Es pequeña. No debe medir más de diez por diez. Una verdadera miniatura, con personajes y lugares diminutos. A simple vista nadie habría reparado en ella, pero el azar, el perro, la ley de las casualidades, del caos o lo que sea, la eligieron entre vidrios rotos y cáscaras de naranja y la acomodaron aquí, justo en el frontis de mi casa.

Un hombre vestido de kimono negro.

Un minihombre. Chiquitito, de cinco centímetros de altura.

Un hombre plano, en una sola dimensión.

Puede tener un poco más de cincuenta años. Lleva un cinturón anudado en la cintura. ¿Violeta? ¿Azul? No se distingue bien. El hombre me mira desde la fotografía, posa para la cámara feliz, con una sonrisa entusiasta que deja ver todos sus dientes. Tiene una corona de oro en alguno de ellos. En los de arriba, creo. Eso no se ve en la foto, pero yo lo recuerdo. Un par de patillas gruesas le enmarcan la cara y una cadena metálica le cuelga del pecho. Al final de ella hay un toro. Eso también lo recuerdo. Un toro de plata o de oro, no lo sé. Qué importa. El cuerpo de este hombre es delgado. Sus piernas son largas y flacas. Lleva las rodillas flectadas, ejecutando la postura de un arte marcial.

El tipo del kimono se encuentra en un lugar que podría ser un gimnasio. Se ven algunos pergaminos con letras orientales pegados al costado derecho y, a su espalda, las cabezas de tres dragones de papel cuelgan de la pared. Uno rojo, el otro verde y el tercero azul. En el reverso de la fotografía, letras borrosas e infantiles escriben palabras imposibles de leer. Una dedicatoria escrita hace mucho tiempo. El recuerdo solo me permite descifrar una palabra demasiado reconocible: Fuenzalida.

—¿Quién es?

Cosme, mi hijo, aparece en la cocina y se sienta a mi lado.

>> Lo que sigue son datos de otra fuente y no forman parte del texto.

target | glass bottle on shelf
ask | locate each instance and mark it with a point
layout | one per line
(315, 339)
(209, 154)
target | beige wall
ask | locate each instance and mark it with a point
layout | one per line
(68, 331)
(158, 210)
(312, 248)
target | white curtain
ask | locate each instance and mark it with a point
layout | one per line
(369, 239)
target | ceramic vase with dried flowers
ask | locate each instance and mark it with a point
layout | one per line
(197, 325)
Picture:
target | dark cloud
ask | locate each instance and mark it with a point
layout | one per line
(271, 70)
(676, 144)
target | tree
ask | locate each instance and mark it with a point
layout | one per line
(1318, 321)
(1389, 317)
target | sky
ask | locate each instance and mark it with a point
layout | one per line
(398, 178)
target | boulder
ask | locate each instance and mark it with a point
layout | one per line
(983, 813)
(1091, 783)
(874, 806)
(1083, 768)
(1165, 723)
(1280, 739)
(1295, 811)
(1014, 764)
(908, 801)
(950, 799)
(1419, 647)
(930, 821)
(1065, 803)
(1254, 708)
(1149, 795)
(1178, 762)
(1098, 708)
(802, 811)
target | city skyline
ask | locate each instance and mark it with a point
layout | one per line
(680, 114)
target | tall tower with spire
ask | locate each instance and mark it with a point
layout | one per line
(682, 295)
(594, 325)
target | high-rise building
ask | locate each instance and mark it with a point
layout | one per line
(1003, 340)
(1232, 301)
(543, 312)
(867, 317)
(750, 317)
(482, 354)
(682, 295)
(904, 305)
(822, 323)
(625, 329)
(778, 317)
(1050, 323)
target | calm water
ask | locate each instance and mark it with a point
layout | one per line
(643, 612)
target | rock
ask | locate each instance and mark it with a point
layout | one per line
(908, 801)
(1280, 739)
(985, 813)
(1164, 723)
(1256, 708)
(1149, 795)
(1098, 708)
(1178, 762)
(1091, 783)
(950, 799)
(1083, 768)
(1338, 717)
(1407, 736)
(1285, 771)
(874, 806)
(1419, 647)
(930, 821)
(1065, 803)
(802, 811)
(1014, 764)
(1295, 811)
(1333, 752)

—¿Es un samurái? —pregunta.

—No creo.

—¿Un guerrero ninja?

—Yo creo que es un caballero que practica kung fu.

Cosme toma el retrato con sus manos pequeñas. Lo acerca a su nariz, lo huele y me mira con cara de asco porque el olor a cáscara de naranja y colilla de cigarro todavía está impregnado en el papel.

—¿De dónde sacaste esta foto?

—Estaba en la calle, botada entre las bolsas de basura.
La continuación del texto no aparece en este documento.